The Daily Iowan also spoke to a student who knew Ahmed at the University of Iowa.
Ahmed came to the University of Iowa to pursue a career in dentistry, and his Rienow hall floormates said he always struck them as a straight-laced, highly motivated student.
"He was the nicest kid I've ever met. He didn't drink — he didn't do anything like that that," said UI student Robbie Sakas, a friend. "He had high aspirations; he wanted to be a dentist. He was so kind."
Dentristy was the easy answer — the one he gave most of his friends and floormates — roommate Gregory Freebeck got to know Ahmed well enough to uncover the true passions within the soft-spoken 18-year old.
"Music. That was his huge passion, he was so driven for success," Freebeck said.
Kristiansen, a father of two elementary age boys, was a dedicated hockey and lacrosse coach, according to Eagan Hockey Association Board Member Joshua Alexander.

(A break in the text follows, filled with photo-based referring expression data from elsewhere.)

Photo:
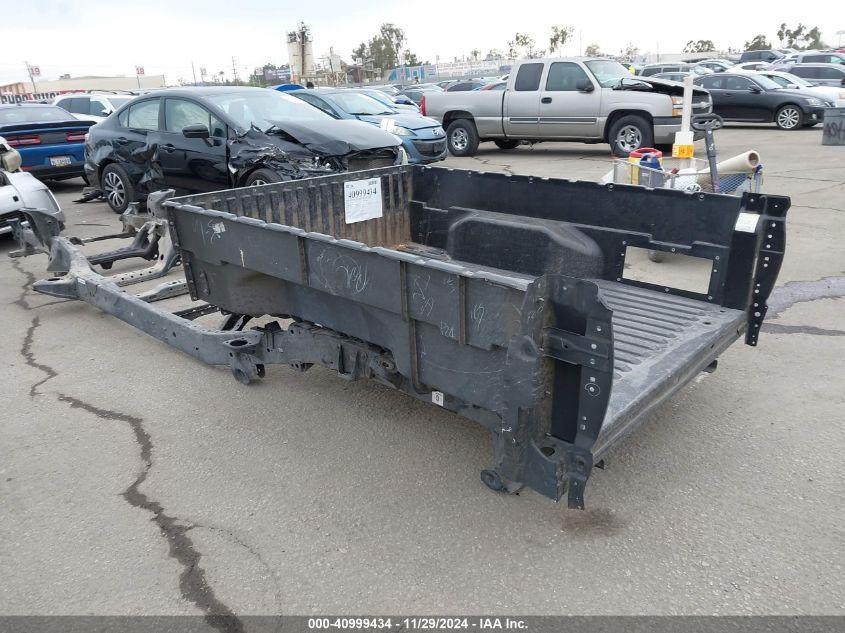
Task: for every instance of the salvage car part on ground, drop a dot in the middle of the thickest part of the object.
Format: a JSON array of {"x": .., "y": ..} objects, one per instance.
[
  {"x": 505, "y": 299},
  {"x": 28, "y": 209}
]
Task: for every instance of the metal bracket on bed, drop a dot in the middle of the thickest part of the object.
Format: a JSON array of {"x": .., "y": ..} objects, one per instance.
[{"x": 772, "y": 246}]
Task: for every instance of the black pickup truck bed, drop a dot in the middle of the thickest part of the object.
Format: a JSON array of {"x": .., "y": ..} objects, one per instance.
[{"x": 501, "y": 298}]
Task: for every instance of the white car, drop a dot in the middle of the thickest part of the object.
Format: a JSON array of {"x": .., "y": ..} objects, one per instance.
[
  {"x": 20, "y": 190},
  {"x": 92, "y": 106},
  {"x": 792, "y": 82},
  {"x": 750, "y": 66}
]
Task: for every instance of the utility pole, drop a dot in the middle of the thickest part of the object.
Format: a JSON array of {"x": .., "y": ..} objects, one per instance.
[{"x": 29, "y": 70}]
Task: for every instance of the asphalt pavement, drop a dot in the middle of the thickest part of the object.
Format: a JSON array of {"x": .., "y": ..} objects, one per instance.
[{"x": 135, "y": 480}]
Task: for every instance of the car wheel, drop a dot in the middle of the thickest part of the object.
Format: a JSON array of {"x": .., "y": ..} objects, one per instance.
[
  {"x": 262, "y": 177},
  {"x": 629, "y": 133},
  {"x": 462, "y": 138},
  {"x": 789, "y": 117},
  {"x": 117, "y": 188}
]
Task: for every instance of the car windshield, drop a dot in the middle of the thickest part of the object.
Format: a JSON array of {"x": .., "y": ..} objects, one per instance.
[
  {"x": 262, "y": 108},
  {"x": 118, "y": 102},
  {"x": 356, "y": 103},
  {"x": 378, "y": 96},
  {"x": 767, "y": 83},
  {"x": 608, "y": 72},
  {"x": 30, "y": 114},
  {"x": 787, "y": 78}
]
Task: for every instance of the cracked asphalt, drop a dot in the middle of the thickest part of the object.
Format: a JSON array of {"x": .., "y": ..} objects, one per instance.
[{"x": 135, "y": 480}]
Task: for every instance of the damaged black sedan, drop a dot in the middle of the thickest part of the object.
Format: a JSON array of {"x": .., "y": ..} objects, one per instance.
[{"x": 205, "y": 139}]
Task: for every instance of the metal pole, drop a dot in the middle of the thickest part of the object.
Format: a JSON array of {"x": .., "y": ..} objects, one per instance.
[{"x": 31, "y": 78}]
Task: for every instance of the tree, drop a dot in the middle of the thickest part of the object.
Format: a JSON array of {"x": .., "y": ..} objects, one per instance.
[
  {"x": 522, "y": 45},
  {"x": 758, "y": 43},
  {"x": 360, "y": 53},
  {"x": 629, "y": 53},
  {"x": 699, "y": 46},
  {"x": 384, "y": 48},
  {"x": 559, "y": 37},
  {"x": 411, "y": 59},
  {"x": 592, "y": 50},
  {"x": 800, "y": 37}
]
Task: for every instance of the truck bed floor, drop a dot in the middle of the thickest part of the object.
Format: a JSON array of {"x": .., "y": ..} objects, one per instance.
[{"x": 660, "y": 343}]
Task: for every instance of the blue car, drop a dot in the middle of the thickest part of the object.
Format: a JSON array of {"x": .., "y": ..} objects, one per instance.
[
  {"x": 423, "y": 139},
  {"x": 50, "y": 140}
]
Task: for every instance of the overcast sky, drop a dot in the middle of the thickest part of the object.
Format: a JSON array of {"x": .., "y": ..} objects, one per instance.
[{"x": 84, "y": 37}]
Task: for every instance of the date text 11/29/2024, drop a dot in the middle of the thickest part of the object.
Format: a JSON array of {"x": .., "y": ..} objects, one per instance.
[{"x": 417, "y": 623}]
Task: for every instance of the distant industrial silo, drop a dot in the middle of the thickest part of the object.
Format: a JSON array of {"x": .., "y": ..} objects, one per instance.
[{"x": 300, "y": 53}]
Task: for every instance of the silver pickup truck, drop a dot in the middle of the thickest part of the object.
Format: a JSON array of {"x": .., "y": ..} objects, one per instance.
[{"x": 583, "y": 99}]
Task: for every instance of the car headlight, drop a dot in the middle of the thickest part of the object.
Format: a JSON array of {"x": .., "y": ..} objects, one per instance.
[
  {"x": 389, "y": 125},
  {"x": 402, "y": 131}
]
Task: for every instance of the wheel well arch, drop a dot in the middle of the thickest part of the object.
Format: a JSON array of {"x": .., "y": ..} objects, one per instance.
[
  {"x": 795, "y": 105},
  {"x": 618, "y": 114},
  {"x": 102, "y": 166},
  {"x": 453, "y": 115}
]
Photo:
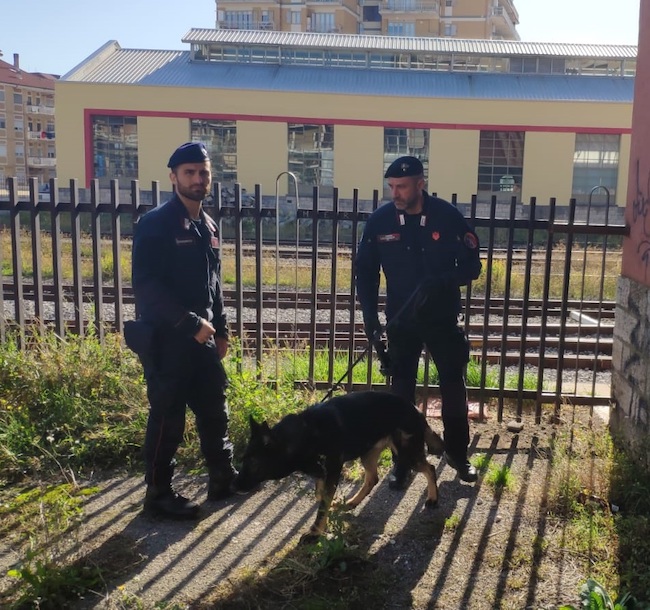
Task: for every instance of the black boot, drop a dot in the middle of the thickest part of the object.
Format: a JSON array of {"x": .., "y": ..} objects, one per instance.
[
  {"x": 466, "y": 472},
  {"x": 168, "y": 504}
]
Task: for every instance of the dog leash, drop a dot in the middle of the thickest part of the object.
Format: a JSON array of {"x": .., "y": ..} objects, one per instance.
[{"x": 378, "y": 344}]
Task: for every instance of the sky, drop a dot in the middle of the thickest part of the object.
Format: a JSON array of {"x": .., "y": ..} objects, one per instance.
[{"x": 54, "y": 36}]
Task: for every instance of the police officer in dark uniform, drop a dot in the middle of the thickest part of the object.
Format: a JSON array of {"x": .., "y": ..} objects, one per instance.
[
  {"x": 181, "y": 334},
  {"x": 426, "y": 250}
]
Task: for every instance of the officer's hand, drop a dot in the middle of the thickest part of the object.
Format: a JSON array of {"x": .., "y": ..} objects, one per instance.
[
  {"x": 205, "y": 332},
  {"x": 222, "y": 346},
  {"x": 372, "y": 328}
]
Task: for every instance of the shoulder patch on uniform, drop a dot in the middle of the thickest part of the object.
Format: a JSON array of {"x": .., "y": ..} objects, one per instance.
[{"x": 470, "y": 240}]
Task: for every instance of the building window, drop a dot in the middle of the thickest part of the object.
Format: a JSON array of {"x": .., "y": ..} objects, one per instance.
[
  {"x": 311, "y": 156},
  {"x": 401, "y": 141},
  {"x": 450, "y": 29},
  {"x": 398, "y": 28},
  {"x": 371, "y": 13},
  {"x": 322, "y": 22},
  {"x": 115, "y": 149},
  {"x": 500, "y": 164},
  {"x": 595, "y": 163},
  {"x": 220, "y": 138}
]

"The key thing I remember about Kelly was that he was always there for the kids, always patient and with a big smile on his face," Alexander said. Kristiansen had been a coach since 2007, when his oldest son, Jack, took up the sport, Alexander said. Alexander and Kristiansen would occasionally meet in in Eagan to play soccer with their sons, Alexander recalled.
“He loved those boys, unbelievably," said Alexander, who learned of Kristiansen's death on Sunday afternoon.
“I was crushed, like all of us who coached with him and knew him,” Alexander said. "42 years old, and having your life taken from you like that, with two kids and a wife, with so much to look forward to, it’s crushing."